Chapter 5: While You Were Away

 
Katarinya speaks...
 
I know what you're thinking. I brought this on myself.
 
And I'm not denying that. My sins against Alythia robbed me of my freedom. My sins robbed Volkihar of a great mage, and Vingalmo of a dear friend. I am no innocent.
 
Simply hearing Vingalmo say her name unsettled me. I excused myself to roam the castle alone; there was no point in talking to anyone. No one wanted to talk to me; I was a pariah, a laughingstock in my imprisonment.
 
The baths were empty at this hour. I'd forgotten how beautiful they were. There was a Dibellan statue in the main pool, and the walls were lined with fountain faces. They spouted fresh seawater into a secondary pool.
 
It wasn't until now that I realized just how much I missed cold seawater baths. I had missed the tingle of the salt, the icy feeling of freshness, the very scent of the great Sea of Ghosts. I wondered, fleetingly, if I had misjudged Volkihar and fled too soon.

"I heard a certain vampire had returned."

The voice jolted Katarinya from her thoughts.
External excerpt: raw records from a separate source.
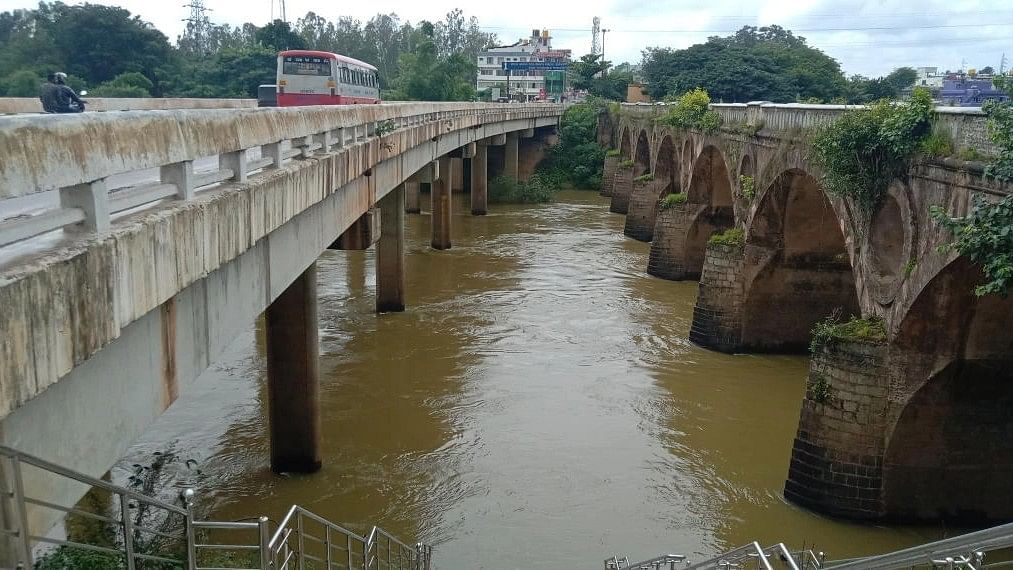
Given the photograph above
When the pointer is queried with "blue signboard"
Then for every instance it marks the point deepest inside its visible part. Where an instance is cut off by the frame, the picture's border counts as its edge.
(528, 66)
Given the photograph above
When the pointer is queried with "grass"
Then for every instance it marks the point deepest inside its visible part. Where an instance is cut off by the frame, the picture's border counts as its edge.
(732, 237)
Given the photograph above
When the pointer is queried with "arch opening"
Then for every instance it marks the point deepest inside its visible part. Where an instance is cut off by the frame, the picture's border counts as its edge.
(625, 145)
(800, 265)
(950, 453)
(642, 161)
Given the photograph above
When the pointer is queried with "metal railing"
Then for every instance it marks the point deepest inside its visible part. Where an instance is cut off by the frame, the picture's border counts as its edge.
(146, 530)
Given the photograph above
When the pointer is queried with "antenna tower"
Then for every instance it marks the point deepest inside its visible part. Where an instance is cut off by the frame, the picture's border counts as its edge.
(596, 36)
(199, 26)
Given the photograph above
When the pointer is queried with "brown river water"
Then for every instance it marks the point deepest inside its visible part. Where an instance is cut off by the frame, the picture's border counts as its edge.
(538, 406)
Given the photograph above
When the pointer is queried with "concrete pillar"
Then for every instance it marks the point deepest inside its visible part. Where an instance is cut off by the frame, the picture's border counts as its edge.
(480, 181)
(512, 158)
(412, 205)
(293, 377)
(442, 204)
(390, 253)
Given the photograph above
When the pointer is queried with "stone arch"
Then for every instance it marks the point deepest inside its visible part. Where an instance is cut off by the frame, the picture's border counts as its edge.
(799, 270)
(949, 451)
(625, 144)
(642, 158)
(667, 166)
(709, 180)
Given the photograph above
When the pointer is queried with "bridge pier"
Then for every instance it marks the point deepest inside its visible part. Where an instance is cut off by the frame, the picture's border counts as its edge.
(642, 210)
(609, 174)
(480, 180)
(390, 253)
(293, 377)
(512, 156)
(442, 205)
(412, 202)
(621, 189)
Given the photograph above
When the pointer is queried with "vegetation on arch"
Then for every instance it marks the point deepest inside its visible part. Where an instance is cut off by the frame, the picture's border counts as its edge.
(834, 329)
(732, 237)
(864, 150)
(692, 111)
(768, 64)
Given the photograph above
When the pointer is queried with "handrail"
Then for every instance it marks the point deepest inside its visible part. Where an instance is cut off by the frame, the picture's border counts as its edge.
(967, 546)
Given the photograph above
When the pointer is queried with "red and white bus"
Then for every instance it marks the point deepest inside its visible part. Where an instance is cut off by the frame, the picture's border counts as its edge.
(322, 78)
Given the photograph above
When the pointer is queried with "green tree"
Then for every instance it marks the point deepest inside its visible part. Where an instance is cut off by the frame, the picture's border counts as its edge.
(22, 83)
(279, 35)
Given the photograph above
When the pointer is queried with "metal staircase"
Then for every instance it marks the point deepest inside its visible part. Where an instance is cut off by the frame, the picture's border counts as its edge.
(144, 533)
(965, 552)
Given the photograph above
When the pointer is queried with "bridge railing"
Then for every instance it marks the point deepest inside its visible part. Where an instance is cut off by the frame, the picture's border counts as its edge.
(85, 159)
(965, 126)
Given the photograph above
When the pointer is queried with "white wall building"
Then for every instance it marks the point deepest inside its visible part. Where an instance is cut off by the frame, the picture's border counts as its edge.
(538, 48)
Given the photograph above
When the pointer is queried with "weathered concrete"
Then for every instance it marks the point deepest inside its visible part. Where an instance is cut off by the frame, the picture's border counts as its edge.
(412, 202)
(642, 210)
(609, 175)
(443, 209)
(32, 104)
(480, 181)
(915, 428)
(621, 189)
(128, 319)
(390, 253)
(511, 154)
(294, 377)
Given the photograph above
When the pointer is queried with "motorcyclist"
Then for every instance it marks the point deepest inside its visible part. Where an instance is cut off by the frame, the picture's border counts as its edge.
(57, 96)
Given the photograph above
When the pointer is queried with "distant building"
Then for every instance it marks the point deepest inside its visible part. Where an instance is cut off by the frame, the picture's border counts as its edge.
(524, 85)
(968, 90)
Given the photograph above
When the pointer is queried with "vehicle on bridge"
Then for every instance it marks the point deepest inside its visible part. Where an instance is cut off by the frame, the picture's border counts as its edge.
(321, 78)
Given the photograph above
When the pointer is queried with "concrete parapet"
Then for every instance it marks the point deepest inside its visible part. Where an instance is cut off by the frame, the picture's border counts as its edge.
(837, 458)
(717, 314)
(609, 174)
(622, 188)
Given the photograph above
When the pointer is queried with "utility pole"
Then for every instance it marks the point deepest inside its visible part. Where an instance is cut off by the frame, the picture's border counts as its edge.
(199, 26)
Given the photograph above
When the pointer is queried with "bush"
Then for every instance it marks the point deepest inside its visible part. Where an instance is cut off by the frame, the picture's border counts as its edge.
(672, 200)
(985, 237)
(864, 150)
(749, 186)
(692, 110)
(538, 189)
(21, 84)
(832, 329)
(732, 237)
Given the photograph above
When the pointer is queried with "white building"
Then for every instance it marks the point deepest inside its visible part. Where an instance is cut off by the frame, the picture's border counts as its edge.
(531, 84)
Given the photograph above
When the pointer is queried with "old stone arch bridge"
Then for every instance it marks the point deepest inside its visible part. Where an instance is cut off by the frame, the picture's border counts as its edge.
(917, 427)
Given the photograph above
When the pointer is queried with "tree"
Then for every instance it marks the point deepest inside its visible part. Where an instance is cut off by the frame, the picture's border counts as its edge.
(279, 35)
(766, 63)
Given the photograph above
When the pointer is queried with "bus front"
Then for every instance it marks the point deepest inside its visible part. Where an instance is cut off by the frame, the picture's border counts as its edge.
(306, 78)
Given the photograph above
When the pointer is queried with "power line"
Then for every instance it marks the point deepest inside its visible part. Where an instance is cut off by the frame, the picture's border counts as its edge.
(809, 29)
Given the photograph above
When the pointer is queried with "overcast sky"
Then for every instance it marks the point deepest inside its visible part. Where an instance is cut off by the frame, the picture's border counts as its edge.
(867, 36)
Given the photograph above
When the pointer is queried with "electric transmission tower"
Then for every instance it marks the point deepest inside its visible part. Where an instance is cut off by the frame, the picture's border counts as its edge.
(199, 27)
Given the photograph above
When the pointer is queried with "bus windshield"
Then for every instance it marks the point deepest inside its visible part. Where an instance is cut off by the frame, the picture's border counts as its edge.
(305, 65)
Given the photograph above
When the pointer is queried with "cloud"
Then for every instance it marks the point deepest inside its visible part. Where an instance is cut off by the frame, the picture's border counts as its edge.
(867, 36)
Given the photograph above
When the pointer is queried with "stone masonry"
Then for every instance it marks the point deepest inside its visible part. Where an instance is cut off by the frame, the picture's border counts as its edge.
(717, 314)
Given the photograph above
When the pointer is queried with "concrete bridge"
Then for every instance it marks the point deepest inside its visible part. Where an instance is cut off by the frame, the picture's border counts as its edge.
(917, 427)
(148, 240)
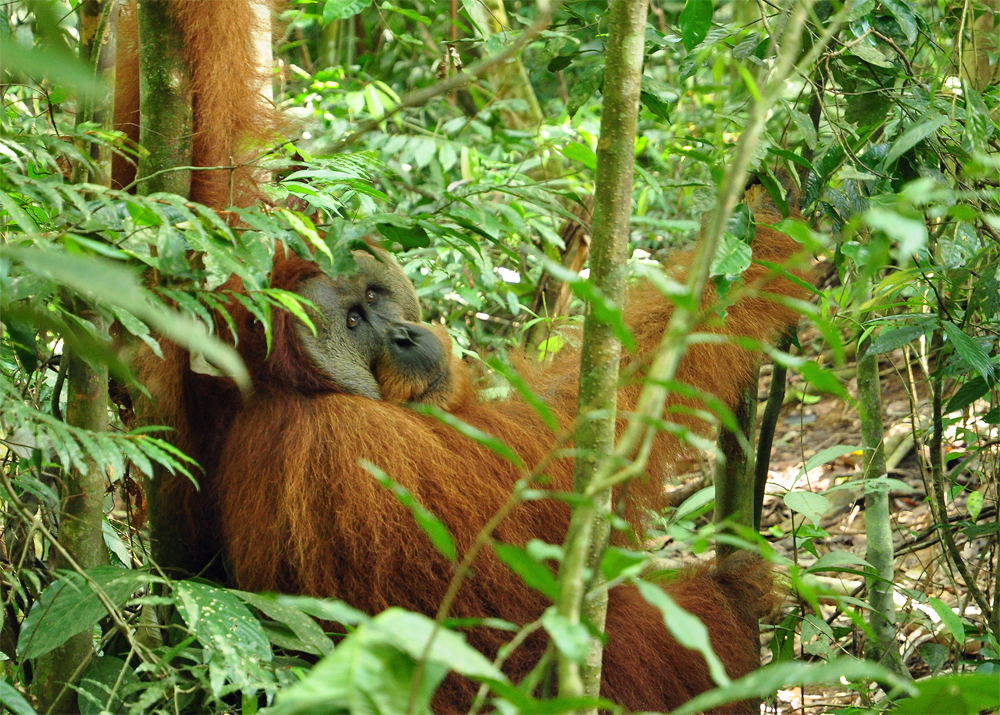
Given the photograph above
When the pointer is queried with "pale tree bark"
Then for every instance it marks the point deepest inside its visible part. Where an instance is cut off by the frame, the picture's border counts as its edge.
(734, 476)
(601, 352)
(165, 122)
(984, 41)
(81, 522)
(628, 458)
(884, 647)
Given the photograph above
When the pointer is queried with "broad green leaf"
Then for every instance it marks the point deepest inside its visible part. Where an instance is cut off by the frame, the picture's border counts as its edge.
(969, 350)
(618, 562)
(342, 9)
(910, 233)
(967, 394)
(951, 620)
(106, 675)
(69, 606)
(234, 639)
(810, 505)
(304, 627)
(904, 16)
(695, 20)
(325, 609)
(537, 575)
(407, 236)
(686, 628)
(372, 670)
(656, 105)
(835, 560)
(435, 529)
(916, 133)
(11, 699)
(109, 282)
(895, 338)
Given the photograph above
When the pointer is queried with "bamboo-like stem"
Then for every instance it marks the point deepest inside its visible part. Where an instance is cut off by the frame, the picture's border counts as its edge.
(884, 647)
(601, 351)
(939, 506)
(772, 410)
(166, 121)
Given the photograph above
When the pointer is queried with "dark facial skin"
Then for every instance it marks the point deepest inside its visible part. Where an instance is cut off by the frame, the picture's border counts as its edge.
(369, 339)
She turned to see a face she hadn't glimpsed in centuries.

"Lady Serana," she gasped, blinking.

"Oh... 'Lady', is it?" the raven-haired vampire mocked, her red eyes twinkling. "Are we really back to that?"
 
"Are we really back to armor?" Katarinya countered, looking Lord Harkon's daughter over.
 
"I've been traveling," Serana protested playfully. "I couldn't very well do so in a proper gown."
 
"I thought you said you'd never come back to Volkihar," Katarinya reminded her, eyebrow raised.
 
"I say a lot of things when I'm angry," Serana replied, shrugging. "Besides, if I didn't come home once in a while, my mother would come find me." She shuddered. "I don't like it when my parents visit." She glanced down at Katarinya's bare hands. "At least, we know why you're here." 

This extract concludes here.